There’s a lot about the pandemic that makes me angry, but ironically, I’m not that angry that it prevented me from visiting Dad before he died or spending more time with Mom before she passed. I guess I have more capacity for acceptance than anger right now. Who knows? Maybe the anger will come eventually. I’ve also learned so much about my parents posthumously through the stories and lenses of their long-time friends, and that’s pretty special, because in many ways, it’s like I’m meeting them for the first time.
- I’ve learned to become more comfortable with ambivalence and the unknown. As someone who struggles with anxiety, I am most at ease when I know the beginning, middle, and end of things. Though it appears for the first time that there’s light at the end of the pandemic tunnel, I don’t know when it will be safe to go back into the water again. I don’t know when I will achieve the peace-of-mind--even after I’m vaccinated--to take off my mask, to fly, to eat inside of a restaurant, to shake hands, or to hug. I don’t know when I’ll feel free again. What I do know is that I am able to sit with this uncertainty a lot better compared to before.
- I’ve learned that the expression, “Keep things in perspective” can be shaming. During a Zoom networking event, I asked someone how their children were holding up when school started, and she said, “I’m not worried about them and their upper middle class privilege. I worry about those in underserved communities who are bearing the brunt of this the most. When my kids complain, I tell them to keep things in perspective.” I didn’t bother asking if she’d asked her children how they were feeling because I already knew the answer.
Two things can be true: people on the margins are hurting the most AND your upper middle class, privileged kids have thoughts and feelings, and they’re suffering, too. That’s having perspective. The self-righteous police are really walking the beat on this one, and it’s aggravating as hell.

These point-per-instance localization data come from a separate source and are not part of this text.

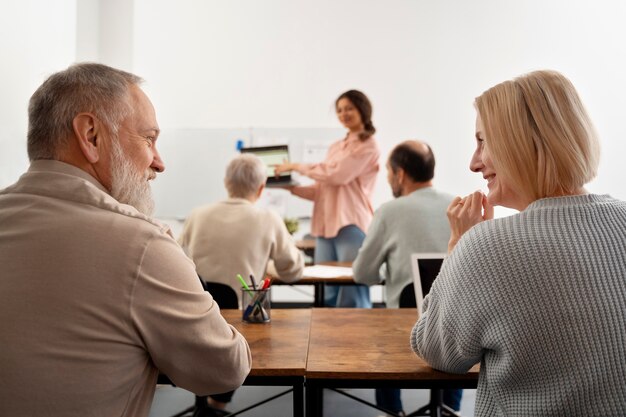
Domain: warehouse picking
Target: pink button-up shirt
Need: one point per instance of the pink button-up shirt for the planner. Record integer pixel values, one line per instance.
(344, 183)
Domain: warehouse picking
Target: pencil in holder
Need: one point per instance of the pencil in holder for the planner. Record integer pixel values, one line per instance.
(256, 305)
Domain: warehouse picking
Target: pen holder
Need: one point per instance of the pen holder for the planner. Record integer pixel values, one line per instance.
(256, 305)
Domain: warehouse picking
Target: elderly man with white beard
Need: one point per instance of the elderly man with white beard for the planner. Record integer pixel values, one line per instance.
(96, 296)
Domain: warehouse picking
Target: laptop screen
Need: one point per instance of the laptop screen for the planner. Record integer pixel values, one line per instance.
(425, 267)
(271, 157)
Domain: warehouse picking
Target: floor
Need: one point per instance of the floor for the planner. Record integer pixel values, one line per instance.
(169, 400)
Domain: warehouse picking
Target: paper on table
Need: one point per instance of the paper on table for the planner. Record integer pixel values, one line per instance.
(325, 271)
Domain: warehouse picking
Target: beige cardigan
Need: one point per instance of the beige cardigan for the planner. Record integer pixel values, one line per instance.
(94, 298)
(236, 237)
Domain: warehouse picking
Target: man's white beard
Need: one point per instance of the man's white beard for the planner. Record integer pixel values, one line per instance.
(128, 186)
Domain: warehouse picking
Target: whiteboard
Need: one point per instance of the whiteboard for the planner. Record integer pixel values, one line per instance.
(196, 159)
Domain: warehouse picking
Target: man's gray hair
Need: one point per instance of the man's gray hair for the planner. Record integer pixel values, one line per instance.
(244, 175)
(84, 87)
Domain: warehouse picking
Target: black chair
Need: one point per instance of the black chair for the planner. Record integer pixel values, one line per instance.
(223, 294)
(407, 297)
(435, 406)
(226, 298)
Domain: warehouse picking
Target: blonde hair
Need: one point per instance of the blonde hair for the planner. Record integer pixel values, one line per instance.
(244, 175)
(539, 134)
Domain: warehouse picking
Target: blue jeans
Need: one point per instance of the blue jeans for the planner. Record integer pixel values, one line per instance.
(344, 248)
(389, 398)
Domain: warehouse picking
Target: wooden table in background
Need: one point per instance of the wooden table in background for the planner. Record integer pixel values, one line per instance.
(279, 350)
(368, 348)
(319, 282)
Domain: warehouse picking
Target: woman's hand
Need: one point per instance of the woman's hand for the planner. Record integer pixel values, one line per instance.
(284, 167)
(464, 213)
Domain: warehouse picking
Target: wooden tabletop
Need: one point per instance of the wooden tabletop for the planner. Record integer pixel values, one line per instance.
(279, 348)
(347, 279)
(305, 244)
(353, 343)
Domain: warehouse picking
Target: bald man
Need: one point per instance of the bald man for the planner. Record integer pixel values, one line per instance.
(415, 222)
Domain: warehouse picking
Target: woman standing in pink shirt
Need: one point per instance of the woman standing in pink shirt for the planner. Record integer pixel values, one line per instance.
(344, 182)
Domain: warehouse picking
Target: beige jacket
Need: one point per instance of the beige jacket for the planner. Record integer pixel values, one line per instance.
(94, 299)
(236, 237)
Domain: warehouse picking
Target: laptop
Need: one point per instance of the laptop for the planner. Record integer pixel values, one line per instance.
(425, 268)
(271, 157)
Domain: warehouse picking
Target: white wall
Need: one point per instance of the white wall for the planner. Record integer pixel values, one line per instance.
(36, 39)
(280, 63)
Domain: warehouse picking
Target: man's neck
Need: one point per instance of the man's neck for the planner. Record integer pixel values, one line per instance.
(414, 186)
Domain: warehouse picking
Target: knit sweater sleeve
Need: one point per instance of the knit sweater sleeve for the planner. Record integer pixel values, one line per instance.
(449, 332)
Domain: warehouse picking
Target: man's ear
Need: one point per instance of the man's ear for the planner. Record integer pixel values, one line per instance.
(400, 175)
(86, 129)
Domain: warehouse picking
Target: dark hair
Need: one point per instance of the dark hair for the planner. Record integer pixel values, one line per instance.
(417, 164)
(364, 107)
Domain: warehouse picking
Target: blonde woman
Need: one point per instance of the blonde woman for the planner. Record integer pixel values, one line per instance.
(538, 297)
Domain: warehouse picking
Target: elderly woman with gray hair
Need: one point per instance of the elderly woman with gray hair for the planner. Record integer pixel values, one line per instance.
(235, 237)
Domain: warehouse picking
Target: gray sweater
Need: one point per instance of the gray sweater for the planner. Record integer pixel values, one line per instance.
(415, 223)
(539, 299)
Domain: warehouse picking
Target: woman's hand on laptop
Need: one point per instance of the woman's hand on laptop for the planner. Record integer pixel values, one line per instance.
(285, 167)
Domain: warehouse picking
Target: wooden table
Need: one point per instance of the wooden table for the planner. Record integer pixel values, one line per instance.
(279, 350)
(368, 348)
(319, 282)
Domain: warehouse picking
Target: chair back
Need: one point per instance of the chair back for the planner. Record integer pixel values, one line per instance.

- I’ve learned that the term “Stay positive” is tone-deaf. “Stay positive” is losing its meaning to me because human beings are too complex to exist in one emotional state. Having a positive attitude is important. I do my best each day to lead with gratitude for being healthy and having work to do, but I also cut myself some slack because it’s okay to also feel sadness, anger, cynicism, and fear. That’s healthy. If you’re pounding positivity into your brain everyday, then you’re repressing a lot, and that will catch up with you, and it won’t be pretty. There’s enough room in the pool for many emotions to swim together.
- I’ve also learned that I could intersect my passion with my work. Since I started my business, an industry niche has eluded me. My value proposition is that I can write and create messaging that will educate any audience. That will continue to hold true, and I will work with clients in all industries, but my niche had been in plain sight, except I didn’t see it: mental health advocacy and awareness.
The ah ha moment occurred for me when I wrote a blog post about grieving the losses caused by the pandemic. It wasn’t about death; I focused on what we had been stripped of, how for the first time in our lives we couldn’t look forward to our routines and rituals that have traditionally gotten us through the seasons. At the time, no one was talking about this kind of grief. It struck a chord with people and got an incredible response. Whereas I was once bashful, I now speak openly about my mental illness, I’ve leaned all the way in, and I’m creating content that’s making a difference.
- Finally, I’ve learned that it’s absolutely acceptable to eat during a Zoom breakfast or lunch meeting because they’re fucking breakfast and lunch meetings.